The peace botnet

Modern search engines are able to organize huge amounts of information, allowing you to quickly find materials on any topic. But when it comes to finding products at online shops or vacancies in the databases of recruitment agencies, or suggestions of cars on the sites of car dealerships, in General the search any cataloged information in Internet about self-reliance search engines can not speak, because to meet such requests, in most cases, they require sites of discharge (Datа Feed) of their catalogs in a special format.

Automatic extraction of facts from the directories that do not have semantic markup is a difficult task, but still it is a lot easier task of extracting facts from unstructured arbitrary text.

Technology


We have developed the technology to create a full folder-based search engines that do not require submission of data in any formalized way, but with a few unusual search robot is able to extract information from arbitrarily-structured web directories, compiled in any language.
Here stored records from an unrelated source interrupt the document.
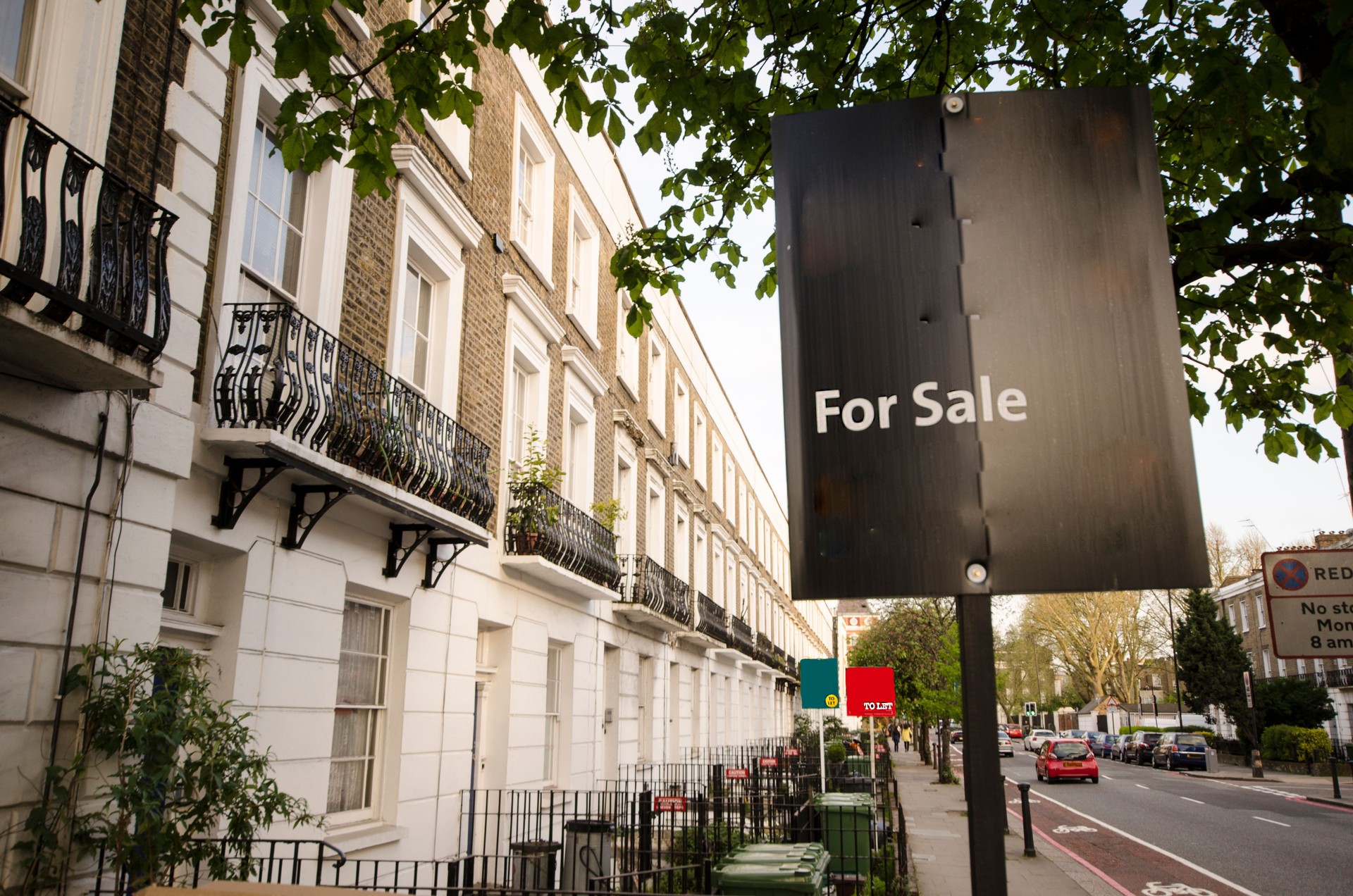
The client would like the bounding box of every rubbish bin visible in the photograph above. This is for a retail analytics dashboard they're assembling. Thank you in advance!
[507,840,559,892]
[722,843,827,868]
[559,819,616,893]
[813,793,874,876]
[713,855,827,896]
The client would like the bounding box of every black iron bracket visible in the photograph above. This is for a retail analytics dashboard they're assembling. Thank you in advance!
[424,539,469,587]
[381,523,433,579]
[281,486,347,551]
[211,457,287,529]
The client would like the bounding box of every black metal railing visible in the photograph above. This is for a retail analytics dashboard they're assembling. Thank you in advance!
[725,616,753,657]
[696,593,728,642]
[1281,671,1353,687]
[215,301,494,525]
[619,554,691,626]
[503,485,619,592]
[0,96,178,363]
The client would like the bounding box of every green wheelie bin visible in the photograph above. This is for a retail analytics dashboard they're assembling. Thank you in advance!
[813,793,874,877]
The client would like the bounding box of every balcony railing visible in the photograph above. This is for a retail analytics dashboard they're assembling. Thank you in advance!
[215,301,494,525]
[505,485,619,592]
[619,554,691,626]
[1283,671,1353,687]
[0,97,178,363]
[696,595,728,642]
[727,616,753,657]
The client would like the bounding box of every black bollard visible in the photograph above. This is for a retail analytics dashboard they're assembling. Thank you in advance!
[1019,783,1038,858]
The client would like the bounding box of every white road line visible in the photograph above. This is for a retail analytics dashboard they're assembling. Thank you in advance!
[1031,790,1260,896]
[1250,815,1292,827]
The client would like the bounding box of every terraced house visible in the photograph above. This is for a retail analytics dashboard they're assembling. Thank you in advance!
[0,0,832,862]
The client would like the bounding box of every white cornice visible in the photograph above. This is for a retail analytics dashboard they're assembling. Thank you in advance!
[390,144,484,249]
[559,345,606,398]
[503,273,564,345]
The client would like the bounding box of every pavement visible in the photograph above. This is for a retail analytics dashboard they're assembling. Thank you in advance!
[893,751,1116,896]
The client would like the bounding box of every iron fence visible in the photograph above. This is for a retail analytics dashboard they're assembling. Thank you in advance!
[0,96,178,364]
[696,593,728,642]
[215,301,494,525]
[505,485,621,592]
[619,554,691,627]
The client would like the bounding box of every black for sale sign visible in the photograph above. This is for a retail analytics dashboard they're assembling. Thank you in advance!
[774,88,1209,599]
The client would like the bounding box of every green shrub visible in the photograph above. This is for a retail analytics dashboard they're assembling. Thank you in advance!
[1261,726,1330,762]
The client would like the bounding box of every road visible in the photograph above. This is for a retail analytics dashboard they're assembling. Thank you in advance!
[984,746,1353,896]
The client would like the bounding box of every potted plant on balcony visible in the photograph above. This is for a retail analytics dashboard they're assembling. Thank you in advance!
[593,498,629,532]
[507,426,564,554]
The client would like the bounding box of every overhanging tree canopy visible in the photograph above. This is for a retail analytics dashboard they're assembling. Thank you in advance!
[181,0,1353,476]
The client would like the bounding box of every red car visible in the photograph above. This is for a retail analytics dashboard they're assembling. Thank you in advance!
[1034,738,1099,784]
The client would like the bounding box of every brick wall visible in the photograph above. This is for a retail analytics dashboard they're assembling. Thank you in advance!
[106,0,188,197]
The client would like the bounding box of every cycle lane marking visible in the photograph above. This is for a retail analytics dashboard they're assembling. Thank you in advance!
[1031,790,1260,896]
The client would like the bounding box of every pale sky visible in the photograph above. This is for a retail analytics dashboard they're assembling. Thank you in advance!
[618,139,1353,547]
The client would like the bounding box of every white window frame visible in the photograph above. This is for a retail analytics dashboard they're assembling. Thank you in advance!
[215,65,354,333]
[385,181,476,417]
[709,433,724,510]
[564,184,600,349]
[671,498,691,585]
[690,402,709,491]
[510,94,555,290]
[541,645,564,786]
[672,371,690,467]
[647,332,667,435]
[325,595,397,827]
[616,292,641,401]
[614,426,638,555]
[644,473,667,566]
[690,517,709,597]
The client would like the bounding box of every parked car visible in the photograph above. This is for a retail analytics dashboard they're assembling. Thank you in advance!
[1123,731,1161,765]
[1091,733,1123,759]
[1034,738,1099,784]
[1151,733,1207,771]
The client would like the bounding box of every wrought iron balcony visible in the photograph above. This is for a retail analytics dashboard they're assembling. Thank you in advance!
[503,486,619,592]
[0,96,178,375]
[696,595,728,642]
[727,616,753,657]
[215,301,494,525]
[753,632,775,666]
[1278,671,1353,687]
[619,554,691,627]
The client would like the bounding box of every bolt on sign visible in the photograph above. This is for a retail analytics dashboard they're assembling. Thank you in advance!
[798,659,841,709]
[1260,551,1353,659]
[772,88,1209,599]
[846,666,897,718]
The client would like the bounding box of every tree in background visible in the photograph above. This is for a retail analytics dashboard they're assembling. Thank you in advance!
[180,0,1353,482]
[1022,592,1169,705]
[850,598,963,762]
[1254,678,1334,728]
[1175,589,1259,743]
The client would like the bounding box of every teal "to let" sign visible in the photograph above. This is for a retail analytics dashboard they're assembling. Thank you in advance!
[798,659,841,709]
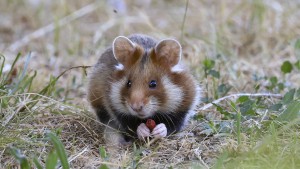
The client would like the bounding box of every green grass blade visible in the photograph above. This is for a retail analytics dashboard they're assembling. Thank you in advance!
[46,151,58,169]
[0,54,5,81]
[8,52,31,95]
[10,147,30,169]
[48,133,70,169]
[5,53,21,81]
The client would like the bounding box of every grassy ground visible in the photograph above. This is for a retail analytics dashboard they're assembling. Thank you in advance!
[0,0,300,168]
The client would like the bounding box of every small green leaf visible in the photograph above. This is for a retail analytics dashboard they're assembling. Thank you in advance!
[281,61,293,74]
[208,70,220,79]
[277,100,300,122]
[212,103,233,119]
[99,146,107,159]
[48,133,70,169]
[46,151,58,169]
[282,89,296,104]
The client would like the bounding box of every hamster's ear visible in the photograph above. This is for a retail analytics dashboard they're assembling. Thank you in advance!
[112,36,142,68]
[153,39,181,68]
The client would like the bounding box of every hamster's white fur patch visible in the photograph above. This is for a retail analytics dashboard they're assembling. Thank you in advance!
[115,63,124,70]
[112,36,136,60]
[162,76,183,112]
[110,78,127,112]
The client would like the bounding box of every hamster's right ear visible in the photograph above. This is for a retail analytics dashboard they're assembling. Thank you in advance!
[112,36,142,68]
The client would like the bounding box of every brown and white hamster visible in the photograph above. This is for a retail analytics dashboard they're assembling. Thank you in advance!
[88,34,200,144]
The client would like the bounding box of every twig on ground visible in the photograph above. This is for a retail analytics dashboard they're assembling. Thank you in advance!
[198,93,282,111]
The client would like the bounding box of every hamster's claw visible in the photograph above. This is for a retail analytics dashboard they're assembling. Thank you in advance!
[137,123,150,140]
[151,123,168,138]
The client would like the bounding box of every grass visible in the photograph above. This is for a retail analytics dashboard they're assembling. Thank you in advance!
[0,0,300,168]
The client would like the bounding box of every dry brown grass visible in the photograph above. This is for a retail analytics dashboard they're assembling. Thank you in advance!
[0,0,300,168]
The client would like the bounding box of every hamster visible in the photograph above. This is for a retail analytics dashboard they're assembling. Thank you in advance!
[88,34,200,145]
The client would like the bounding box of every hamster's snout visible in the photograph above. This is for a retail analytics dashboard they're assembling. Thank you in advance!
[129,102,144,112]
[127,92,149,118]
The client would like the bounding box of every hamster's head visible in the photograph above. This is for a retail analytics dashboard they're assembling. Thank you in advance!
[109,36,189,119]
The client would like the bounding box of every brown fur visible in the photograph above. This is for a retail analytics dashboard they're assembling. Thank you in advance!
[88,35,197,145]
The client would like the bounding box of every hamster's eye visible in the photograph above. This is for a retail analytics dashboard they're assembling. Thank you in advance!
[149,80,157,89]
[126,80,132,88]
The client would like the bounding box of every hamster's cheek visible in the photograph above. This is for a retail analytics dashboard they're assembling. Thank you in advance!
[144,96,160,114]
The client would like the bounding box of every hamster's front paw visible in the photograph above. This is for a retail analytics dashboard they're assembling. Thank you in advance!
[137,123,150,140]
[151,123,168,138]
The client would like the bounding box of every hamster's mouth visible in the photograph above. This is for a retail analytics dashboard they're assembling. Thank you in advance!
[137,113,149,119]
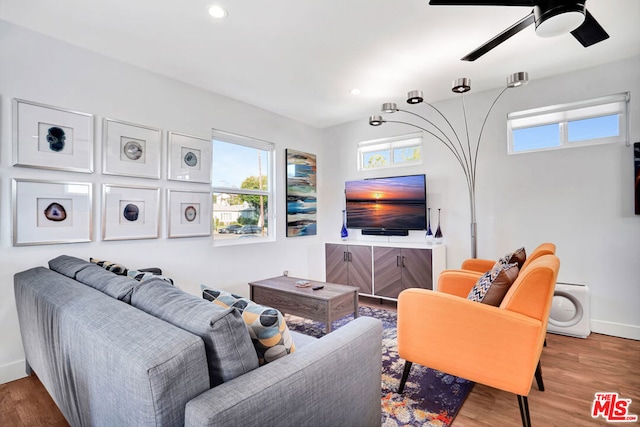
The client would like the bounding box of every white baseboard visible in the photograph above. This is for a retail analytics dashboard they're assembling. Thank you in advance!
[0,359,27,384]
[591,319,640,341]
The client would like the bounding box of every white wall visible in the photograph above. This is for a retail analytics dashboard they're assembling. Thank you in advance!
[326,57,640,339]
[0,21,325,383]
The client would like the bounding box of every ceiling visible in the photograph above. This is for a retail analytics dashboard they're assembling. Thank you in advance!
[0,0,640,128]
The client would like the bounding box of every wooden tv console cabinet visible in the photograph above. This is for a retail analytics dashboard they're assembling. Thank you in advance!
[325,241,447,300]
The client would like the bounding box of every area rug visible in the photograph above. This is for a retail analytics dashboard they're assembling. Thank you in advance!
[285,307,474,427]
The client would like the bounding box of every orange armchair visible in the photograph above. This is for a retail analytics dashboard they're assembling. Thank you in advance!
[398,254,560,426]
[460,243,556,273]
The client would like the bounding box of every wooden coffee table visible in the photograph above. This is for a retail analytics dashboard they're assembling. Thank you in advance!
[249,276,358,333]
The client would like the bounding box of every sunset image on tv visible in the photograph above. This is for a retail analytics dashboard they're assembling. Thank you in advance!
[345,175,426,230]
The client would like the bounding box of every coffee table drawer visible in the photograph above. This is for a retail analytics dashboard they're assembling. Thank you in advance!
[253,287,328,321]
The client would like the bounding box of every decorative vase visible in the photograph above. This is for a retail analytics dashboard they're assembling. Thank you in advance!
[435,208,444,245]
[424,208,434,245]
[340,210,349,240]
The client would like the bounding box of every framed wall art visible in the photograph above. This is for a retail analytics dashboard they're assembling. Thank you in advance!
[12,179,92,246]
[13,99,93,173]
[167,132,212,184]
[102,118,162,179]
[102,184,160,240]
[286,149,317,237]
[167,190,212,238]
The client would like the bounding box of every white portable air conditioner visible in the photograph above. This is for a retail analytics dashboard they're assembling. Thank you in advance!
[547,283,591,338]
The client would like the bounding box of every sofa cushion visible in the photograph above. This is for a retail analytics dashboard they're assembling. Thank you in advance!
[76,263,139,304]
[89,258,127,276]
[49,255,92,279]
[131,278,258,387]
[201,285,296,365]
[467,261,519,307]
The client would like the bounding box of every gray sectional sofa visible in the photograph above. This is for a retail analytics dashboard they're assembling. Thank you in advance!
[14,255,382,427]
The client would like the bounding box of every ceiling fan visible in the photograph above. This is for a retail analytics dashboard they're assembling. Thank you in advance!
[429,0,609,61]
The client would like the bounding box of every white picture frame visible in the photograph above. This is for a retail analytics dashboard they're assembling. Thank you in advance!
[12,178,93,246]
[102,118,162,179]
[167,189,213,239]
[102,184,160,240]
[13,98,94,173]
[167,132,212,184]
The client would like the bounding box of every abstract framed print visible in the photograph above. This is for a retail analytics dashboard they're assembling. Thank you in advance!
[167,132,212,184]
[102,118,162,179]
[286,149,317,237]
[12,179,93,246]
[102,184,160,240]
[13,99,93,173]
[167,190,212,238]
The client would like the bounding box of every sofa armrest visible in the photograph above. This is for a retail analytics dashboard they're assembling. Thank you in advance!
[460,258,496,273]
[398,289,546,396]
[438,270,482,298]
[185,317,382,427]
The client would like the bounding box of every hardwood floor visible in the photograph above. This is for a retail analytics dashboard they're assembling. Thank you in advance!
[0,298,640,427]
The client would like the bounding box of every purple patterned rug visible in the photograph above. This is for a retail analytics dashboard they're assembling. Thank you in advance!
[285,306,474,427]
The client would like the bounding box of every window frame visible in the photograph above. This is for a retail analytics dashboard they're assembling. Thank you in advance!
[357,132,424,171]
[507,92,630,155]
[210,129,277,246]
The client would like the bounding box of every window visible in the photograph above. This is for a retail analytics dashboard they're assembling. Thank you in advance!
[211,130,275,244]
[358,133,422,170]
[507,92,629,154]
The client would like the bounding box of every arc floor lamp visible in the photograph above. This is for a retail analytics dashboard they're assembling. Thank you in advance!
[369,72,529,258]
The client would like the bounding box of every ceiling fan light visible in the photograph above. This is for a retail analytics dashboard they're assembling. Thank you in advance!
[369,116,384,126]
[407,90,424,104]
[507,71,529,87]
[534,1,585,37]
[451,77,471,93]
[382,102,398,113]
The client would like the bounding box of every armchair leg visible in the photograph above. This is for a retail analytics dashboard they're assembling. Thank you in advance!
[398,360,413,394]
[518,395,531,427]
[536,360,544,391]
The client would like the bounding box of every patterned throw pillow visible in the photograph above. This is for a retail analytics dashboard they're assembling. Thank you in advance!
[467,261,519,307]
[201,285,296,366]
[498,248,527,268]
[127,270,174,285]
[89,258,127,276]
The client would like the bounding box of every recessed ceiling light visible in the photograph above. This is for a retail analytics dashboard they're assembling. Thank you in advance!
[209,4,227,19]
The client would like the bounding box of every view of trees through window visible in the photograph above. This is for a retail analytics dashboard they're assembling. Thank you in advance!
[211,132,274,240]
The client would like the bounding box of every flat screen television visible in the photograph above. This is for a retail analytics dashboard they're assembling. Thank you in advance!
[344,175,427,236]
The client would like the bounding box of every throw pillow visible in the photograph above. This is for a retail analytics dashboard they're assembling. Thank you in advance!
[127,270,174,285]
[498,247,527,269]
[467,262,519,307]
[201,285,295,365]
[89,258,127,276]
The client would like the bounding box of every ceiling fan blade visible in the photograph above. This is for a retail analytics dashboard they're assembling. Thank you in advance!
[571,10,609,47]
[429,0,535,7]
[461,11,535,61]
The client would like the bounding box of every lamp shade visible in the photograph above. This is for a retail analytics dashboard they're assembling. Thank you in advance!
[407,90,424,104]
[451,77,471,93]
[533,0,585,37]
[369,116,384,126]
[382,102,398,113]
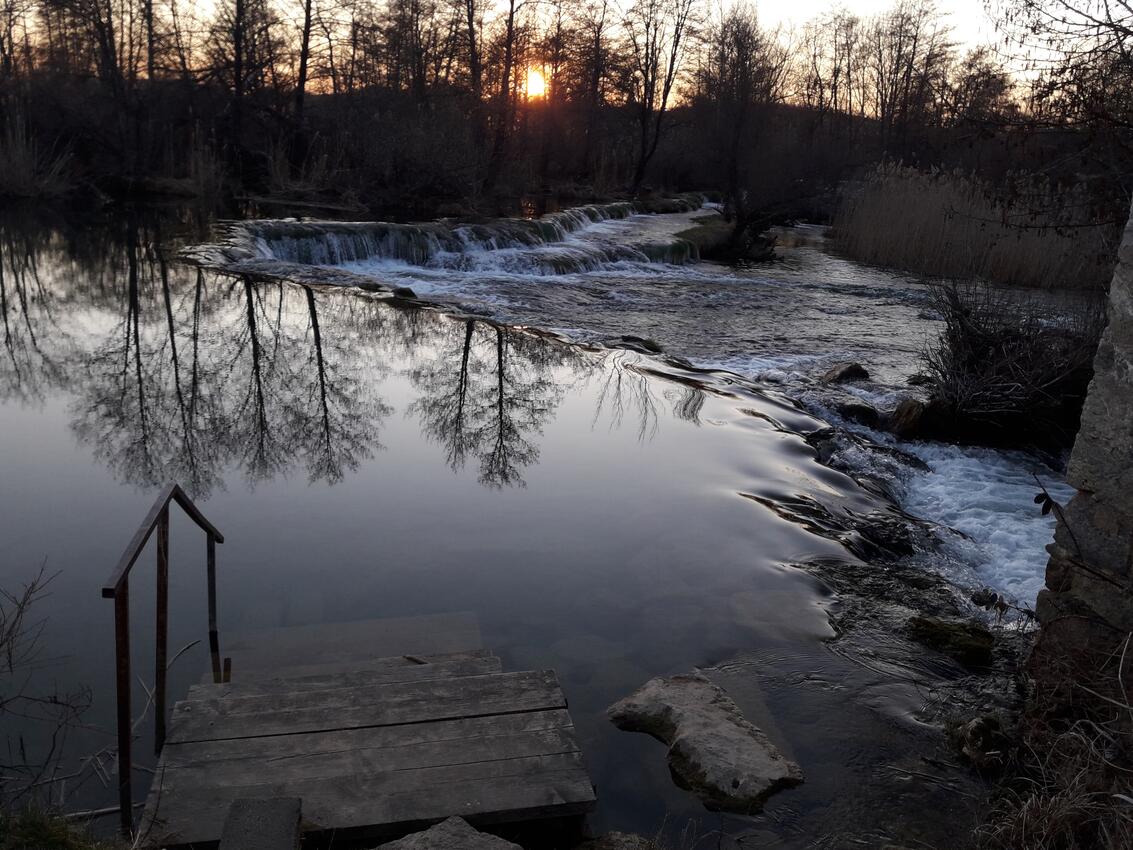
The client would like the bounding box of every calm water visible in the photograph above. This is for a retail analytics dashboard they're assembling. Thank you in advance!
[0,209,1028,847]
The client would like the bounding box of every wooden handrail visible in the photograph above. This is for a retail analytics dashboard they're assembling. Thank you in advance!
[102,483,224,600]
[102,483,229,836]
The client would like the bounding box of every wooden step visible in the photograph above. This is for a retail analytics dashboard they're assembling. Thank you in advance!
[165,670,567,743]
[220,613,482,681]
[187,651,503,699]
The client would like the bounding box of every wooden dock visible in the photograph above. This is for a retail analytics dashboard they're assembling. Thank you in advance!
[139,614,595,847]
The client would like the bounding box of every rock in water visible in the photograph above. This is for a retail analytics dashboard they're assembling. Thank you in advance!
[835,401,881,428]
[381,817,522,850]
[607,673,802,813]
[574,832,657,850]
[823,363,869,384]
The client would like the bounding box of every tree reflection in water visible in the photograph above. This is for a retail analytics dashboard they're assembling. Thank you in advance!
[409,320,585,488]
[0,215,704,498]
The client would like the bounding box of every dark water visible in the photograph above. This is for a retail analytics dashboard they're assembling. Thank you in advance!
[0,211,992,847]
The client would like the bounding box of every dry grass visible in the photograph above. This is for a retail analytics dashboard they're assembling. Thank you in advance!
[979,635,1133,850]
[0,111,71,197]
[834,164,1124,290]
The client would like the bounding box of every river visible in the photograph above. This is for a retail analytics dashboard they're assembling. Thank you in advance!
[0,210,1078,847]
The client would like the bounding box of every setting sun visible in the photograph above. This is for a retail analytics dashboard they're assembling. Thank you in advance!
[526,68,547,97]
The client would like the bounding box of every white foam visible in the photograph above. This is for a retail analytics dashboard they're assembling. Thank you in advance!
[902,443,1074,605]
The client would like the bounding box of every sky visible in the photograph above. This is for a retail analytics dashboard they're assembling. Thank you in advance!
[756,0,995,48]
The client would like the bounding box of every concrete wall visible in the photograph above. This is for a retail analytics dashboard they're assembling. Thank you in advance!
[1032,199,1133,680]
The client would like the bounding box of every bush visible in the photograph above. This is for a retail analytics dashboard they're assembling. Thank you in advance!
[0,809,118,850]
[834,164,1124,290]
[920,283,1105,448]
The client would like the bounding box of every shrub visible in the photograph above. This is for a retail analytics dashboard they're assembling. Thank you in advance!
[921,283,1105,448]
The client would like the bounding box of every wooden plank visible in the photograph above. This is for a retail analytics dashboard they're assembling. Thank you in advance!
[221,612,482,677]
[162,726,579,794]
[162,708,573,770]
[167,670,567,743]
[142,753,595,843]
[187,656,502,700]
[201,649,495,685]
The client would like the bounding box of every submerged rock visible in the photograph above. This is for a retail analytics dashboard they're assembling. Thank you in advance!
[835,401,881,428]
[607,673,802,813]
[823,363,869,384]
[621,334,664,354]
[905,615,995,666]
[949,714,1013,771]
[574,832,658,850]
[381,817,521,850]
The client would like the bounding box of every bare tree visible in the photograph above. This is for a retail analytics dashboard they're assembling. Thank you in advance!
[622,0,698,193]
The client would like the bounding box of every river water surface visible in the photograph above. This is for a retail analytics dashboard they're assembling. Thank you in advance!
[0,211,1074,847]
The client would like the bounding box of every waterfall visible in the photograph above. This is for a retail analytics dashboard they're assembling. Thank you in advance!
[194,202,697,275]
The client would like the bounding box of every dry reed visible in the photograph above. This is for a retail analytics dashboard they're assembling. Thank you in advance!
[834,164,1121,290]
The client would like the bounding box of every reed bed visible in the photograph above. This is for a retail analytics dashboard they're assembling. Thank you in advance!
[834,163,1124,290]
[0,111,71,198]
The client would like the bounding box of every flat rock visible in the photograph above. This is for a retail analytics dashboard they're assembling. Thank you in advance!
[220,797,303,850]
[381,817,522,850]
[607,673,802,813]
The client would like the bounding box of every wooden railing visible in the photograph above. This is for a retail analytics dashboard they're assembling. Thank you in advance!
[102,484,228,835]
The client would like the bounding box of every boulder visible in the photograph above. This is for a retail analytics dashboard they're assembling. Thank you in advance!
[381,817,522,850]
[887,399,928,439]
[823,363,869,384]
[905,615,995,668]
[607,673,802,813]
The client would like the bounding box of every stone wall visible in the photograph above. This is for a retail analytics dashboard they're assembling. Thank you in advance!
[1031,198,1133,697]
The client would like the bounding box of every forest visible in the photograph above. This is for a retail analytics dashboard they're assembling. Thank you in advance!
[0,0,1133,233]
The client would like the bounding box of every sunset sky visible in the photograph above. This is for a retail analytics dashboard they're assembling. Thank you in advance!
[756,0,995,46]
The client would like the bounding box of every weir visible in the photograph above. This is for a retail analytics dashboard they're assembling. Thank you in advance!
[194,202,697,274]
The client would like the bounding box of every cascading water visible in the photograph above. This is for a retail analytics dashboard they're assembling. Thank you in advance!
[187,202,697,274]
[187,204,1067,604]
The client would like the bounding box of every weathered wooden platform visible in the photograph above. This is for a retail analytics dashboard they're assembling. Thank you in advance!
[140,615,595,845]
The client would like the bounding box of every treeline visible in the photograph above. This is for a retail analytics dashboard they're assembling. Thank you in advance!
[0,0,1128,218]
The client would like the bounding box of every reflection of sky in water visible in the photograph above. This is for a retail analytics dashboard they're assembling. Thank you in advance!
[0,217,978,847]
[241,211,1081,604]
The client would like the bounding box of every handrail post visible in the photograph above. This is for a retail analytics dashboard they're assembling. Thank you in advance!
[206,534,223,685]
[114,580,134,838]
[102,482,230,838]
[153,504,169,756]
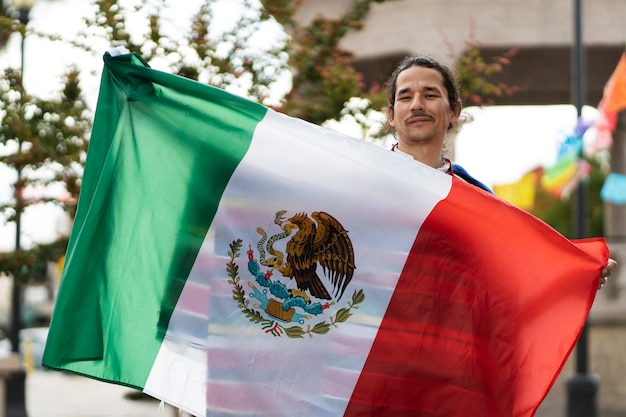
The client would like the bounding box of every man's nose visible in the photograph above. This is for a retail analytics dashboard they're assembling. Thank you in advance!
[410,95,424,112]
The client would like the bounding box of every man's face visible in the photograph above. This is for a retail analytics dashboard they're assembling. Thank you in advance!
[387,66,461,146]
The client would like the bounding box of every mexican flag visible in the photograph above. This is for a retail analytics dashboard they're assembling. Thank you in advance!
[43,54,608,417]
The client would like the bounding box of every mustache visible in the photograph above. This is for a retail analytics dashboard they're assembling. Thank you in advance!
[406,111,433,122]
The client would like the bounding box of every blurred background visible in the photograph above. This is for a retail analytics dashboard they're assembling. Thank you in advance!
[0,0,626,417]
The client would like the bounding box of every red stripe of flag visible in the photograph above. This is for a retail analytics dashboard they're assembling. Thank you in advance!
[345,180,608,417]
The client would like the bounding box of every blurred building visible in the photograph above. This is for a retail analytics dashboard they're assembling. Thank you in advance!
[298,0,626,106]
[297,0,626,417]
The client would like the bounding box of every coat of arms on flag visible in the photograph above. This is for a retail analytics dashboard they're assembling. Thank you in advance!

The singularity of the robot is that it is a JavaScript program that analyzes web pages, loading them in a frame (iframe) through a web proxy. In this controversial at first glance, the decision has plenty of benefits.

JavaScript-the robot "sees" sites as well as see them regular users. This allows him to treat even those sites where the content is partially or completely formed from JavaScript and, therefore, inaccessible to a robot. In addition, the ability to emulate a variety of events (pressing buttons, for example) allows JavaScript robot you not only to view dynamic sites, but to navigate through them.

Analyzing web pages, traditional search engines focus on content, not paying particular attention to the decoration (design). The robot is folder-oriented search engines have to be even more selective, extracting from it content some facts. Analysis of the catalogs with the images, or more specifically with how they are seen by a user who enables JavaScript the robot to better perform their work.

For "army" crawlers require considerable computing resources. Unlike traditional crawlers that requires special software and hardware, JavaScript robot allows you to embed itself directly in a search engine website that gives the possibility to use the computational power of browsers end-users while they work with the site. Something turns out an average between the botnet and the peer-to-peer networks: the website provides the user information — the user helps the site computational capacities.

How does it work?


Creating technology, we were guided by the following rule: if a task with which the machine can cope for a large but reasonable amount of time, while a person can solve the same problem much faster, the task is given to the car because, firstly, human being is priceless, and secondly, our technology allows for free use of the huge computing capabilities of end users.

To connect a new catalog search system in most cases requires only to specify the URL of the first page of the catalog. If this does not exist, then you need to specify the "next" URL. The system will load it through a web-proxy to the frame and will closely monitor the actions of user that you want to showcase as the shortest way to navigate to the top directory. Demonstration may also be required if the site uses an unusual navigation system. That is, the connection system complex as much as difficult for a regular user to get to the first page of the directory.
Each new site to be studied, during which the robot identifies its structural features. It helps in future to better identify the necessary data and also gives the opportunity to follow the changes of the design of the site and adequately respond to them. This step is fully automatic and requires no human intervention.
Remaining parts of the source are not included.